Przedstawiciel wypożyczalni nie miał zastrzeżeń, co do stanu samochodu. Następnego dnia firma poinformowała jednak konsumenta, że musi potrącić 65 euro z wpłaconej przez niego kaucji z uwagi na konieczność posprzątania samochodu.Zdaniem konsumenta zgodnie z umową kaucja została wpłacona w przypadku ewentualnego uszkodzenia samochodu. Tymczasem przedsiębiorca hiszpański twierdził, że kontrakt zawiera przepis, który stanowi podstawę do uznania faktu ubrudzenia auta za szkodę.
Umowa została sporządzona jedynie w języku hiszpańskim, co dodatkowo utrudniało polskiemu konsumentowi dochodzenie swojej racji.
Konsument wysłał więc maila z informacją, że nie zgadza się na obciążenie go dodatkową kwotą. Przedsiębiorca wiadomość tę zignorował i zwrócił kaucję pomniejszoną o 65 euro.
Niezadowolony klient napisał następnie reklamacje za pośrednictwem strony internetowej firmy. Nie otrzymał jednak ani odpowiedzi, ani zwrotu pobranych pieniędzy.
W międzyczasie konsument znalazł na forach internetowych wiele negatywnych wpisów na temat wypożyczalni i jej nieuczciwych praktyk.

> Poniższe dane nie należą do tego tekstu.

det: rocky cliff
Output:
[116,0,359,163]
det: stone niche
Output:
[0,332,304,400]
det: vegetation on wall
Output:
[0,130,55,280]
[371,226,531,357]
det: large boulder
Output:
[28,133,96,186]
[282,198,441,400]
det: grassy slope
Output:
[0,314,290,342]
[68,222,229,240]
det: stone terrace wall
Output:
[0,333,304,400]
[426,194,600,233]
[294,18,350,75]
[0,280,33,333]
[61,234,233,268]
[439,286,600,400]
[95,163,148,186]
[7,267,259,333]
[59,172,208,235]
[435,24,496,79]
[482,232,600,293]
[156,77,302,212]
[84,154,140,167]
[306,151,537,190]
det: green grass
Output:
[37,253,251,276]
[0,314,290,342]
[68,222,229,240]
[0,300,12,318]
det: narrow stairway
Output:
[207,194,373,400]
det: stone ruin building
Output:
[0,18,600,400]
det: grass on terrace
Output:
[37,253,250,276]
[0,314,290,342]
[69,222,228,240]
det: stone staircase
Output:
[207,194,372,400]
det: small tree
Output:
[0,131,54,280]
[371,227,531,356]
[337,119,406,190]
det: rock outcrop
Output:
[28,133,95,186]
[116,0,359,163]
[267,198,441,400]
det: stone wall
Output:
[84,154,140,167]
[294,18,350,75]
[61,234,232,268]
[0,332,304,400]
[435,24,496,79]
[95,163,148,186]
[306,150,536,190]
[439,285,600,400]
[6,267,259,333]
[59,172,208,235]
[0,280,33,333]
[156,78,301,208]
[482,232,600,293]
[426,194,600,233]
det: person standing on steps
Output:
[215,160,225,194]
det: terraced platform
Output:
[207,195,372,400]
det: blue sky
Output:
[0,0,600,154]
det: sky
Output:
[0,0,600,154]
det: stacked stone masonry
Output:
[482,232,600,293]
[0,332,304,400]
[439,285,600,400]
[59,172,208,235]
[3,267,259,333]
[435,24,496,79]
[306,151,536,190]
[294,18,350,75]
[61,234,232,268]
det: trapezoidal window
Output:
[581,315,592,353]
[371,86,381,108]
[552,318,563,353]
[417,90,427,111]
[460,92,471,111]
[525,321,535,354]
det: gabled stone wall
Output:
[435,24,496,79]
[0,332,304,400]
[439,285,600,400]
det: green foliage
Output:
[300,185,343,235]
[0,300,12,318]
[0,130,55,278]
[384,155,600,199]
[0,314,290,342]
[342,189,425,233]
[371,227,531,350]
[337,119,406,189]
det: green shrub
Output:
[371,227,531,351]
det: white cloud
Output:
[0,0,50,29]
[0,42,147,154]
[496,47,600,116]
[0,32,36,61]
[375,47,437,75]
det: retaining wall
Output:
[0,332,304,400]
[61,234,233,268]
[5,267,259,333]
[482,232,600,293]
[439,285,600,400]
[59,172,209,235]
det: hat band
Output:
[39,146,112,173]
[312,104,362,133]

Konsument zwrócił się do Europejskiego Centrum Konsumenckiego w Polsce. Sprawa jest obecnie rozwiązywana wspólnie z centrum hiszpańskim (Centro Europeo del Consumidor en España).
ECK radzi:
- zadbaj o to, aby umowa, którą podpisujesz z zagranicznym przedsiębiorcą była sporządzona w języku dla Ciebie zrozumiałym np. w języku angielskim,
- zanim zdecydujesz się na konkretną firmę wyszukaj ją w Internecie. Znalezione negatywne opinie mogą zaoszczędzić Ci kłopotów,
- jeżeli masz problem z przedsiębiorcą zarejestrowanym na terenie UE, Norwegii lub Islandii, pamiętaj że możesz się zwrócić do sieci ECC-Net. Centra pomagają bezpłatnie, a postępowania przez nie prowadzone trwają ok. 2 miesięcy.